Ils ont choisi le français
Et les autres ? J’ai aussi eu des équipes qui ont choisi le français. Le code est alors mixte. Les fonctions purement techniques sont généralement en anglais. Les termes métiers sont par contre repris tels quels. Parfois ça donne même des noms de fonction à moitié en français et à moitié en anglais, et pas qu’à cause des préfixes comme get ou set.
Décision faible
C’est moche, peu convaincant, ça semble bancale. La question se repose de temps en temps et les partisans de l’anglais n’ont jamais semblé vraiment considérer qu’on avait pris la bonne décision (alors qu’en passant à l’anglais, les partisans du français considéraient la question tranchée définitivement et ne la relançaient pas). J’interprète ça comme une frustration latente sur les incohérences qu’on rencontre quotidiennement.
J’ajouterai que plus l’égo est grand, plus cette frustration est importante, surtout pour ceux qui sont en haut de la courbe de Dunning-Kruger avec l’impression du « on ne fait pas comme il faudrait pour que ce soit bien fait, moi je sais comment il faudrait faire mais ils ne sont pas au niveau ».
Sans défaut
Pour autant, je n’ai jamais rien constaté comme problème si ce n’est cette frustration de ceux qui aimeraient passer à l’anglais.
Les termes métiers sont compris et partagés à l’identique dans toute l’entreprise. Les termes utilisés sont tous compris par tous. Les échanges sont fluides. Les personnes se comprennent (et quand ce n’est pas le cas, le vocabulaire n’en est pas la source). Le code n’est pas plus difficile à utiliser pour autant, quand bien même il y aurait ce mélange de langues.
Et donc ?
Mon biais est probablement évident. La pureté théorique rencontre souvent la réalité pratique. Le sentiment de cohérence me semble bien bien moins important que les problèmes rencontrés en utilisant plusieurs langues dans l’entreprise.
Tant que je peux utiliser le français dans une entreprise française constituée à 90% de francophones, la question ne se pose quasiment plus pour moi.
Peut-être qu’un jour le personnel de l’entreprise devra s’internationaliser, soit avec des bureaux dans d’autre pays, soit par un rachat. On prévoit ça comme un avenir souhaitable pour la croissance mais est-ce que ça va vraiment arriver ? À quelle échéance ? Est-ce qu’handicaper l’entreprise en attendant est vraiment un bon investissement ?

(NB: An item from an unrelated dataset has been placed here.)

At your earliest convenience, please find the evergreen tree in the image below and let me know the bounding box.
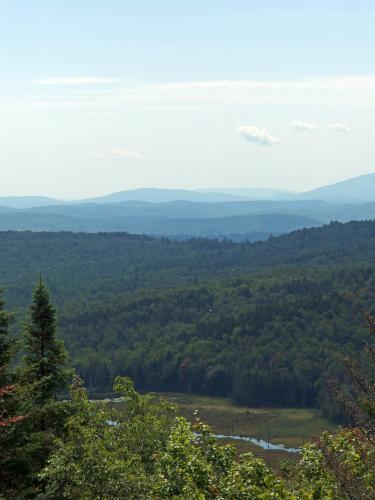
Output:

On parle souvent de dette technique. Passer à l’anglais trop tôt, est pour moi une vrai dette, majeure. Il est possible que l’investissement soit pertinent. Dans les cas que j’ai rencontré, c’était surtout une erreur.
J’ajouterai : Attention aux décisions prises par l’égo et par l’aspiration à faire ce qu’on pense que les autres font ou devraient faire. C’est un vrai facteur de mauvaises pratiques.
Plutôt que sélectionner mes recrutement en fonction du niveau en anglais, je préfère filtrer pour éviter les personnes qui mettent trop d’égo dans leurs choix et interactions.